Written by Alexa Erickson
Imagine setting out for the day to explore the great outdoors free of technology, cars, crowds, conversation, work tasks, and more, only to stumble upon an alluring little hobbit-like house in the middle of the forest, just begging for you to slip inside and simply sit. It’s asking you to just be. It sounds like something out of a film, except there’s a real life project making a meditation fairytale come true.
Called Gapahuk, the project involves tiny meditation shelters within a forest garden that provide protection and a place to relax for hikers exploring the Lithuanian forests. These spaces offer the opportunity for people to find solitude within and harmony in the environment, and to reconnect with nature. A stone pathway winds throughout the garden, inspired by a Lithuanian fairytale about serpents.

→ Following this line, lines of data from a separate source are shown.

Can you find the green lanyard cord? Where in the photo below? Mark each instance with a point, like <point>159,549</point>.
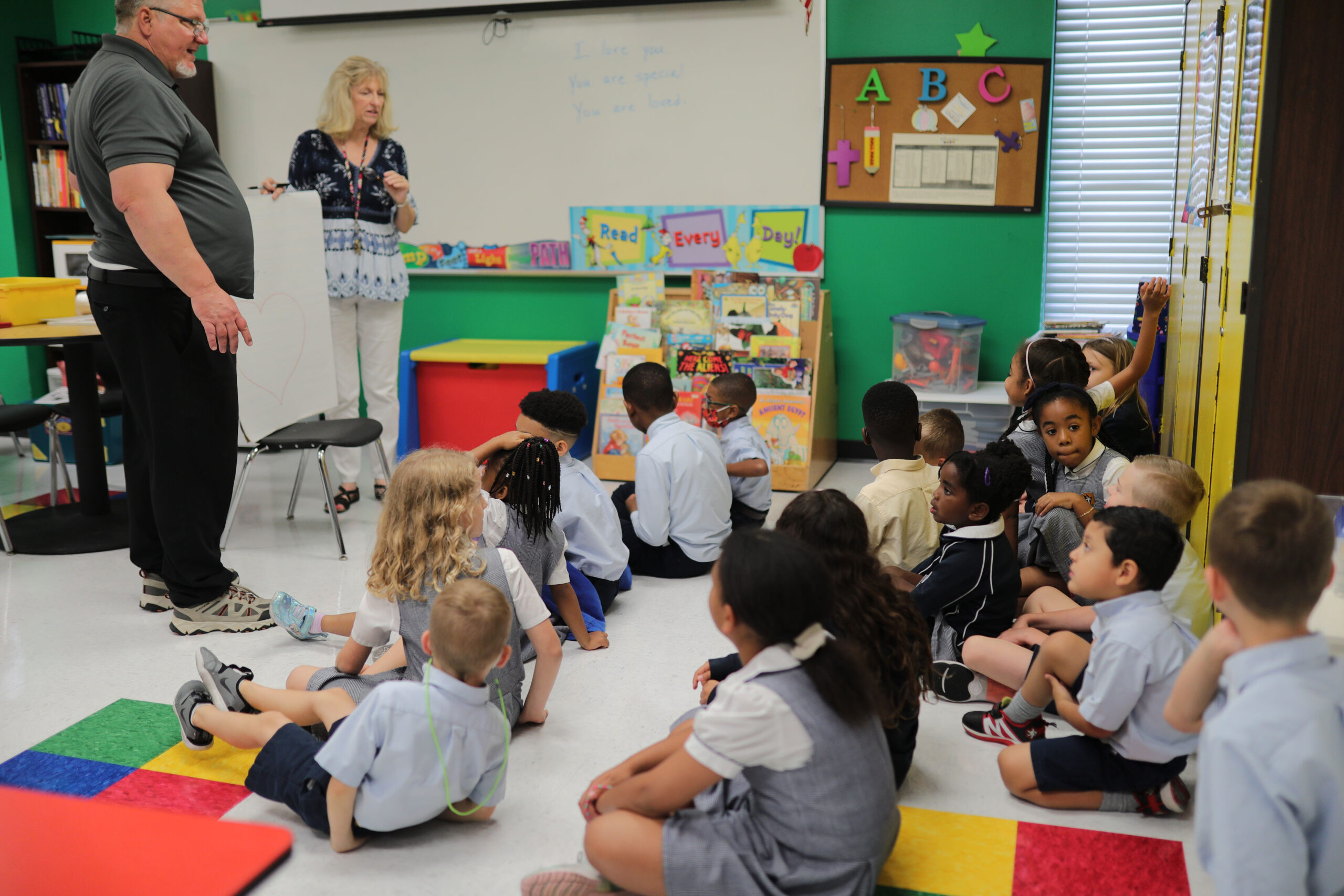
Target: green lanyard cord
<point>443,765</point>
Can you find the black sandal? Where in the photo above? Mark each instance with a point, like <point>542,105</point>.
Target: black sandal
<point>343,499</point>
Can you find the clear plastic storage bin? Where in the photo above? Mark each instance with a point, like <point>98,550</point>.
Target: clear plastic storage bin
<point>936,351</point>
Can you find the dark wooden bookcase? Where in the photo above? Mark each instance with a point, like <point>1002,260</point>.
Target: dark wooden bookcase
<point>197,93</point>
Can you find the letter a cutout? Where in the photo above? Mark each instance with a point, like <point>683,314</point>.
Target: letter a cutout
<point>873,83</point>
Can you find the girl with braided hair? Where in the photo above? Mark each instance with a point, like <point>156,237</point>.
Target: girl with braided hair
<point>522,484</point>
<point>970,586</point>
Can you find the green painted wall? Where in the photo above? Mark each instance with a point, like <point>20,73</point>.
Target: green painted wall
<point>878,262</point>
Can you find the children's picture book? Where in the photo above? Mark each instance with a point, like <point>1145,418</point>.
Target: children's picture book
<point>705,362</point>
<point>780,347</point>
<point>736,333</point>
<point>784,422</point>
<point>644,289</point>
<point>617,436</point>
<point>792,375</point>
<point>689,406</point>
<point>785,315</point>
<point>637,316</point>
<point>741,305</point>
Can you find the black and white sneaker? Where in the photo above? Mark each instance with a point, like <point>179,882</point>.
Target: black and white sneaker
<point>222,681</point>
<point>190,696</point>
<point>959,683</point>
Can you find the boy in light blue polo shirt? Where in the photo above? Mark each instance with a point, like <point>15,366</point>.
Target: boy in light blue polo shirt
<point>1268,702</point>
<point>411,751</point>
<point>729,400</point>
<point>586,515</point>
<point>1113,691</point>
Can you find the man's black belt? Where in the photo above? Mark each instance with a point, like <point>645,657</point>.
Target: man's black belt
<point>142,279</point>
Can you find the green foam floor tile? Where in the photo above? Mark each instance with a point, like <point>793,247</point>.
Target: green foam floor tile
<point>127,733</point>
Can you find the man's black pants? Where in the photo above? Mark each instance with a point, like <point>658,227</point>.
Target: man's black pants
<point>666,562</point>
<point>179,429</point>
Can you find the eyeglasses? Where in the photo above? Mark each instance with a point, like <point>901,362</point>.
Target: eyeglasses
<point>198,29</point>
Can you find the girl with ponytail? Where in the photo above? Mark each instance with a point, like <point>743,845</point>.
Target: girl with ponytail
<point>783,785</point>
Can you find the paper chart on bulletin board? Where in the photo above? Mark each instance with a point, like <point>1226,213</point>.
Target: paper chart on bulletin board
<point>936,132</point>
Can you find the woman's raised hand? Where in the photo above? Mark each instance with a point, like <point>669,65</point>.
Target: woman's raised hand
<point>269,188</point>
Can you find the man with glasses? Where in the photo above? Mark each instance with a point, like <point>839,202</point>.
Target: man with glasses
<point>174,250</point>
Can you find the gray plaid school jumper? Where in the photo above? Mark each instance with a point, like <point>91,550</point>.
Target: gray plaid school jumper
<point>824,829</point>
<point>414,623</point>
<point>1053,536</point>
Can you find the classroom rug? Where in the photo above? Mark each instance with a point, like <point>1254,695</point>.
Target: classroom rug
<point>53,846</point>
<point>942,853</point>
<point>131,753</point>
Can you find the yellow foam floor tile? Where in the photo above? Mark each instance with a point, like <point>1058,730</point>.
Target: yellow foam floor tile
<point>952,855</point>
<point>221,762</point>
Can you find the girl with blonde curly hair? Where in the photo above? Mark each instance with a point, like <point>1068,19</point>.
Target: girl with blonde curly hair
<point>426,539</point>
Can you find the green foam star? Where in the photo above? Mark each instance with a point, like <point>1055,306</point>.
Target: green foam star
<point>975,42</point>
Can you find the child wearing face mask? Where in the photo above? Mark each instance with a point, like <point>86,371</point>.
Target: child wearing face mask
<point>729,400</point>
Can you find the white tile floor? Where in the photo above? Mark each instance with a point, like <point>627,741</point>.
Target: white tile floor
<point>73,640</point>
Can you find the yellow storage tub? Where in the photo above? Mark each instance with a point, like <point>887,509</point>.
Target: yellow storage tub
<point>32,300</point>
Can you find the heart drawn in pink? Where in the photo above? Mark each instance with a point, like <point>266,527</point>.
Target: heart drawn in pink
<point>279,321</point>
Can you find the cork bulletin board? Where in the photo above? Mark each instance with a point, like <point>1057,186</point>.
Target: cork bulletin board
<point>936,133</point>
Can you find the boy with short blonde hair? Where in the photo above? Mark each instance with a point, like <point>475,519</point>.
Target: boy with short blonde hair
<point>1268,700</point>
<point>409,753</point>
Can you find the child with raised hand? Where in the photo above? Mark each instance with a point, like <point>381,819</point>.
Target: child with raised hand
<point>896,504</point>
<point>592,529</point>
<point>970,586</point>
<point>878,623</point>
<point>941,436</point>
<point>433,513</point>
<point>1079,472</point>
<point>783,785</point>
<point>1268,700</point>
<point>1128,758</point>
<point>1126,425</point>
<point>729,399</point>
<point>407,754</point>
<point>1152,481</point>
<point>676,513</point>
<point>522,486</point>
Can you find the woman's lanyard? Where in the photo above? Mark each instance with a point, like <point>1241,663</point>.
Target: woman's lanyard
<point>356,188</point>
<point>499,777</point>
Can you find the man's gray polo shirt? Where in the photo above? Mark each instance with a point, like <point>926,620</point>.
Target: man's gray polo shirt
<point>125,111</point>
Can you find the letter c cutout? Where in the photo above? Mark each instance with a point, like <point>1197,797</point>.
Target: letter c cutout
<point>984,92</point>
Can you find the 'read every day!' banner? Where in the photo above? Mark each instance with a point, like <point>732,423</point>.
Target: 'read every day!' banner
<point>749,238</point>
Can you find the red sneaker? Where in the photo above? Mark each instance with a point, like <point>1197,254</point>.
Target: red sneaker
<point>996,727</point>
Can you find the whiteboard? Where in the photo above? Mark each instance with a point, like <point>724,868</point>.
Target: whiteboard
<point>288,373</point>
<point>685,105</point>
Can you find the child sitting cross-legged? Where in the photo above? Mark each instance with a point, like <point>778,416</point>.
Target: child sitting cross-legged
<point>1152,481</point>
<point>1079,472</point>
<point>781,786</point>
<point>597,558</point>
<point>522,488</point>
<point>407,754</point>
<point>970,586</point>
<point>896,504</point>
<point>729,400</point>
<point>432,516</point>
<point>1128,758</point>
<point>676,513</point>
<point>1268,700</point>
<point>941,436</point>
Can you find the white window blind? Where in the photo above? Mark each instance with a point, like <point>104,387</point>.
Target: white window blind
<point>1113,139</point>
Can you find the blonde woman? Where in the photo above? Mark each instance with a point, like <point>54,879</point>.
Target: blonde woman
<point>361,175</point>
<point>1126,425</point>
<point>426,537</point>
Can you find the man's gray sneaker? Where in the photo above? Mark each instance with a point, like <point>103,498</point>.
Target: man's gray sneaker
<point>237,610</point>
<point>190,696</point>
<point>222,681</point>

The project, part of a larger Meditation Garden created by Bjørnådal Arkitektstudio, which won the American Architecture Prize 2016, was built during the Human Birdhouse Workshop in Lithuania last August. The team cleared out a portion of forest, shaped pathways in and around the garden, installed two fireplaces with sitting areas in front of the shelters, and added Holy stones to the site as totems of masculine and feminine origin, one of them symbolizing the head of a serpent. The other is used for sacrificing ceremonies . The amphitheater seating, constructed with logs hammered into the ground, was designed to be used for small performances or poetry evenings in the Meditation Garden.
The team chose the location for the Meditation Garden to encourage visitors to dive in to the mystical surrounding.
A press release for the project explains:
The site was next to the swamp. The swamp has low sounds, invisible creatures, and unknown depth, hidden passages used by Lithuanian witches in the past and by partisans during war. It attracts and frightens at the same time. The swamp is very different when fog is going down, and when sun shines upon it. To have the opportunity to sit and meditate in the shelter and to explore the swamp and the growing forest gives an unforgettable experience by connecting with the most magical landscape. Swamps as landscape are frequently used in Lithuanian fairytales, needless to say this fact added a unique mysterious feature on the whole project.
The project was created on the property of famous Lithuanian children books author, poet, and film/theatre director, Vytautas V. Landsbergis. The team aimed to design and build architecture that paid tribute to Constructive Shamanism.
Such a style brings together architects, builders, and spiritual practitioners to expose and dive deeper into the connections between humans and nature. The end result is a design that is dominated by Lithuanian mythology. Visitors of the Meditation Garden participate in spiritual ceremonies, and sing mantras around a bonfire.
The press release explains:
The project was filled with mythological and folk images. Singing mantras and polyphonic songs around bonfire, participating in spiritual and in tea ceremonies were creating strong bonds between team members. Also, it endowed a meaningful embracement of Lithuanian innate connection with nature and folklore and brought the full load of mystical meaning to the project.
Wouldn’t it be awesome if we had these throughout parks and forests?